Genetic Mutations Responsible For Childhood Brain Tumors
redOrbit Staff & Wire Reports – Your Universe Online
Researchers from several prominent medical institutions claim that they have identified several genetic mutations responsible for medulloblastoma, the most common malignant type of childhood brain tumor.
There are four recognized subtypes of medulloblastomas, which occur in the part of the brain responsible for controlling balance and other complex motor functions (the cerebellum), Boston Children’s Hospital researchers explained in a recent statement.
These tumors are treated through a combination of surgery, chemotherapy, and radiation, and while survival rate for this form of cancer is approximately 70%, hospital officials note that those who overcome the disease are usually not able to live independently due to side-effects related both to the tumor and the treatment methods.
“Doctors have historically classified medulloblastoma patients as either standard or high risk based on biopsy results, but have long suspected that what we call medulloblastoma could actually be several different diseases,” they said. “Over the last two years, studies by researchers“¦ have bolstered this view by dividing medulloblastoma into four molecular subtypes based on gene expression profiles and copy number variations. Each subtype has a distinct survival rate, ranging from 20 to 90 percent.”
Now, Dr. Scott Pomeroy, Neurologist-in-Chief at Boston Children’s Hospital and a neuro-oncologist at the Dana-Farber/Children’s Hospital Cancer Center (DF/CHCC), and colleagues used advanced sequencing techniques to study the medulloblastoma tumors of 92 patients. They then compared that information with DNA obtained from matched blood samples from those same subjects and discovered 12 single-letter errors in the genetic code (also known as point mutations) that occurred frequently in all types of the cancer.
“Functionally, the mutated genes fell into two broad categories: genes like Shh and Wnt that play direct roles in molecular pathways controlling cell growth, and genes like DDX3X and GPS2 that play more of a coaching role, modulating the activity of other genes,” the researchers said. “Taken as a whole, the study’s results confirm the view of medulloblastoma as a family of tumors driven by disruptions in just a few common mechanisms. However, the form those disruptions take — the actual mutations or genomic changes — can vary from tumor to tumor.”

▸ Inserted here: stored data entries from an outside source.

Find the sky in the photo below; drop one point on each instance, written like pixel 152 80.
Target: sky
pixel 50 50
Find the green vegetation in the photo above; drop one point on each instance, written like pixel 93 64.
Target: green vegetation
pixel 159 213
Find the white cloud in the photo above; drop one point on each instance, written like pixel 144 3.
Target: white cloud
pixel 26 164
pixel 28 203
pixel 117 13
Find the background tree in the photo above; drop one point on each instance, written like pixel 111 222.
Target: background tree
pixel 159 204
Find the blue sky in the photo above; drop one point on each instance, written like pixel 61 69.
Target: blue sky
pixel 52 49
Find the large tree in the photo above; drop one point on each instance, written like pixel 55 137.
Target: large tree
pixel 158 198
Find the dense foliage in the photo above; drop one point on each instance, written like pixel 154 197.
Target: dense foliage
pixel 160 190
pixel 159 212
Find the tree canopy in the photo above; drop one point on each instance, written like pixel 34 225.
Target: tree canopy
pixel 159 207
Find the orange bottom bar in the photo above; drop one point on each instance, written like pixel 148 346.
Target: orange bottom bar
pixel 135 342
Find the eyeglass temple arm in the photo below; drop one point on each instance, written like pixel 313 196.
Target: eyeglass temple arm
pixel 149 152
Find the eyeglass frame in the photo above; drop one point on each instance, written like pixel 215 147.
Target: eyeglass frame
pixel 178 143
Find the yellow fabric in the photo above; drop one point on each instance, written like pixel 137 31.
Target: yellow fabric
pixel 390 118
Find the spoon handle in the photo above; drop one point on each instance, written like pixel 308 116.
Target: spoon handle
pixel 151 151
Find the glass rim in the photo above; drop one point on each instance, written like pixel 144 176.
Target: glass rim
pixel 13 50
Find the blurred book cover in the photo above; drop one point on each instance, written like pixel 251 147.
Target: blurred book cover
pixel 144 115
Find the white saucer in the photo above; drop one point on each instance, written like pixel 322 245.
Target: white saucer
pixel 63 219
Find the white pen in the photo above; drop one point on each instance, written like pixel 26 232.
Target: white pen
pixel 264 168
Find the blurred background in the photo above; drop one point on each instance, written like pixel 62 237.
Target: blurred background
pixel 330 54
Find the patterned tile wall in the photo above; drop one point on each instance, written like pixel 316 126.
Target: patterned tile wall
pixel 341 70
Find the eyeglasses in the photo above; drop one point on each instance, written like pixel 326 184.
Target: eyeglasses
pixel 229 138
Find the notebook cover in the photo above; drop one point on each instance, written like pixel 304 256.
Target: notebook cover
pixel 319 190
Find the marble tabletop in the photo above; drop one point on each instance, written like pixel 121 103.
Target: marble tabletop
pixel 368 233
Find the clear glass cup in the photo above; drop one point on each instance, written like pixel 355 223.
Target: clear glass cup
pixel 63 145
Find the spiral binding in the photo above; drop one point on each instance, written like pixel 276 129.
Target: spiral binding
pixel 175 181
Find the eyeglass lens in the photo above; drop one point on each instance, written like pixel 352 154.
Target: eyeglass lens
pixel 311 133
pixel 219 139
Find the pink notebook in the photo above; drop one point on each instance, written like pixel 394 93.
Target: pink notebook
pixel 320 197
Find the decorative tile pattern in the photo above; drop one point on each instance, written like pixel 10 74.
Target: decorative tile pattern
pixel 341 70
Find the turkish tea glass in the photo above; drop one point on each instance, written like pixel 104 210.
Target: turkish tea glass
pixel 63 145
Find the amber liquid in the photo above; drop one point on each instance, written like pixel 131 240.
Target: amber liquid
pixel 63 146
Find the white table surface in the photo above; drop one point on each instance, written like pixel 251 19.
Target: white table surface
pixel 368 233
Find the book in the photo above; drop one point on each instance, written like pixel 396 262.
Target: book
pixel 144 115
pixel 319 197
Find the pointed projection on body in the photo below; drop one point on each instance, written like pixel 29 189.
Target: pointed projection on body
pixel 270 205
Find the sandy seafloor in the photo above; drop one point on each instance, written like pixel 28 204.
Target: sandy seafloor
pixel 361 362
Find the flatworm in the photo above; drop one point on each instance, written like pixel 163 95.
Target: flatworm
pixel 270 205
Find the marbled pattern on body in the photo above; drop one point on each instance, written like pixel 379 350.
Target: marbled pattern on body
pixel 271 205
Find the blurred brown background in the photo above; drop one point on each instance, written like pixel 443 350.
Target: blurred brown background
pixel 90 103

“We tend to treat all medulloblastomas as one disease without taking into account how heterogeneous the tumors are at the molecular level,” Yoon-Jae Cho, an assistant professor of neurology and neurological sciences at the Stanford University School of Medicine and senior author of a report published by the journal Nature, said in a statement. “This paper represents a finer-grained view of the genetic landscape of these tumors and provides us with some leads on how to develop new therapies.”
While no single tumor in the study carried all 12 mutations, the researchers said that they were able to categorize the tumors according to which mutations they possessed, discovering that certain tumors can be resistant to standard treatments because of their genetic signatures. Cho said that treatment of the disease could be enhanced, and post-treatment side effects reduced, if doctors characterized the genetic signatures of medulloblastoma patients first.
“Our plan is that within the next one to two years we will be able to offer kids a new set of compounds that have a clear biological rationale based on our genomic studies.” Cho, co-chairperson of a Pediatric Brain Tumor Consortium (PBTC) committee responsible for recommending drugs for clinical trials, said. “We want to make sure we’re being careful of what we move forward with, but at the same time, for some of these kids we don’t have many, if any, effective and durable treatment options.”